Des motifs historiques d’abord : faut-il rappeler que le mariage civil a été institué par une loi du 20 septembre 1792 contre le mariage catholique, et avait pour ambition explicite de le remplacer ? Il est donc piquant de voir les catholiques défendre une institution mise en place pour mettre à bas leur influence.
Des motifs canonique ensuite : dans les pays christianisés, le seul mariage valide pour les catholiques est le mariage canonique, et la conclusion d’un mariage civil n’a, à leurs yeux, pas plus d’effets que ne l’a la conclusion d’un mariage religieux aux yeux de l’État, c’est-à-dire aucun. On pourrait objecter que, traditionnellement, l’Église demande à ses fidèles de contracter une union civile.
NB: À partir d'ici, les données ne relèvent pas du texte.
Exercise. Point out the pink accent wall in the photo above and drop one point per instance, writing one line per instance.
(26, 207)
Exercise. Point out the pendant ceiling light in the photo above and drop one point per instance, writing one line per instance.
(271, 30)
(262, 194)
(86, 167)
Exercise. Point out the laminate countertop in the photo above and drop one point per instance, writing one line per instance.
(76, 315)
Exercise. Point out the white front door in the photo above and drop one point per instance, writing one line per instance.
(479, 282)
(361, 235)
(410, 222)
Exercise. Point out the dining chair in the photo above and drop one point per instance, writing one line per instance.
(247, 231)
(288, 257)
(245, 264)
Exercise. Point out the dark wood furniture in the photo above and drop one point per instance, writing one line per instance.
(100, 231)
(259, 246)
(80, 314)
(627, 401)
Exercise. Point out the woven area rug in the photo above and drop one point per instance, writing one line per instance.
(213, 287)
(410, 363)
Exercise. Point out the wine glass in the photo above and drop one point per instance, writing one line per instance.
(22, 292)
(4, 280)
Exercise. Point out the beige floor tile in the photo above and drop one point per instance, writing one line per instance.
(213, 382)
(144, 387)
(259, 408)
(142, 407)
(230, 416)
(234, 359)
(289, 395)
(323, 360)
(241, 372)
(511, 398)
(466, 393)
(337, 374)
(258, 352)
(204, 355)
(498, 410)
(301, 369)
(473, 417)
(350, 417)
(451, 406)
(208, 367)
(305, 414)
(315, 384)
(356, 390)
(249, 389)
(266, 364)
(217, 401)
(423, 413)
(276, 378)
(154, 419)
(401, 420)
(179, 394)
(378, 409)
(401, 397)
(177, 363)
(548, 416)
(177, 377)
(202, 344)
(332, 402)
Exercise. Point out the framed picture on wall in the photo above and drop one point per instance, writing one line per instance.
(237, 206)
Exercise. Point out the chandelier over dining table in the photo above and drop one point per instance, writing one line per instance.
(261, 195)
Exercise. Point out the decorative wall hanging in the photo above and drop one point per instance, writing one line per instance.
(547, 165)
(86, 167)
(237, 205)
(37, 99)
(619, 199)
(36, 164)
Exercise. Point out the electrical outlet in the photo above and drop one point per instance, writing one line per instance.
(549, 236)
Mais elle le fait, d’une part parce que le mariage civil a longtemps été le seul moyen d’acquérir, pour les époux et les enfants du couple, des droits familiaux et patrimoniaux dont les concubins étaient largement dépourvus, d’autre part et surtout, parce que, encore aujourd’hui, le ministre du culte qui procède à un mariage religieux sans que ne luit ait été justifié l’acte de mariage civil encourt une peine d’emprisonnement de six mois ainsi qu’une forte amende !
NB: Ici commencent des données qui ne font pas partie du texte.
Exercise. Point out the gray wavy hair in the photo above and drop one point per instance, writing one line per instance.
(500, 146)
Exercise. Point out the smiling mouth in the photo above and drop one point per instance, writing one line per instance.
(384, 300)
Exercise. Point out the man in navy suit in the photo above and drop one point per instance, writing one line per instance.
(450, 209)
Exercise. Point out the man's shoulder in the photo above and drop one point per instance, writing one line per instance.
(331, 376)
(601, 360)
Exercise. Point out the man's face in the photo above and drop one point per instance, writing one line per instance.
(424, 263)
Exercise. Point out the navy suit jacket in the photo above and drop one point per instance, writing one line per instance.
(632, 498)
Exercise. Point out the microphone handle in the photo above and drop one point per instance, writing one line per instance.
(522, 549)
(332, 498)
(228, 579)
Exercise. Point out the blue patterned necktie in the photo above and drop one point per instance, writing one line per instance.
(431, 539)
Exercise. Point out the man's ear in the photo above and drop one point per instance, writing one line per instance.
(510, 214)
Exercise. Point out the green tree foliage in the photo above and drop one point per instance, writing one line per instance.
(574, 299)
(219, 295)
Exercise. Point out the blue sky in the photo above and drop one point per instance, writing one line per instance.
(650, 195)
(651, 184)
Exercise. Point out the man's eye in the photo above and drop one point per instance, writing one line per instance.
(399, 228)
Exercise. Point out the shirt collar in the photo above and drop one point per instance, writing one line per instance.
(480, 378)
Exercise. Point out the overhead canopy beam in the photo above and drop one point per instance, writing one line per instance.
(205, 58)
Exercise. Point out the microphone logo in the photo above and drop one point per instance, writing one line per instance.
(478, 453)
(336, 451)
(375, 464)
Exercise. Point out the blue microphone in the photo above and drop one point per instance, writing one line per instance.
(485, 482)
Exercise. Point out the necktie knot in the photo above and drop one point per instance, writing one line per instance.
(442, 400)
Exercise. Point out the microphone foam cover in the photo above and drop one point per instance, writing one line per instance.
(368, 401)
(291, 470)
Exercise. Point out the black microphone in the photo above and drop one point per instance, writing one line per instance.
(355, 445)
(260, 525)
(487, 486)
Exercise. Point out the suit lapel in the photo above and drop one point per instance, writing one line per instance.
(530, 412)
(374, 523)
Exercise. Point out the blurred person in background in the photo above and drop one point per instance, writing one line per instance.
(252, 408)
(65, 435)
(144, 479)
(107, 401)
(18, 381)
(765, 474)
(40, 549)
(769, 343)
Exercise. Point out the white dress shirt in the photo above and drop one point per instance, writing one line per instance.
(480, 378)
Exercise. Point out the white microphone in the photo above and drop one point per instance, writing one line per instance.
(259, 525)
Enfin un motif pastoral : on ne peut demander aux catholiques de défendre et d’entrer dans le mariage civil et, dans le même temps, déplorer que ces derniers prennent au sérieux tous les aspects de ce mariage, en particulier la possibilité de le dissoudre. Ici réside sans doute une des causes essentielles de la « mentalité divorcialiste » que déplore si souvent le Pape, et en vertu de laquelle de nombreux catholiques, dès lors qu’un juge civil a prononcé leur divorce, sont persuadés que le lien conjugal qui les unit à leur conjoint est dissous et qu’ils peuvent conclure un nouveau mariage. La raison traditionnelle pour laquelle l’Église demandait à ses fidèles de se marier civilement – le bénéfice des droits familiaux et patrimoniaux qu’entraîne la célébration d’un mariage civil – est devenue largement caduque avec l’adoption du PaCS.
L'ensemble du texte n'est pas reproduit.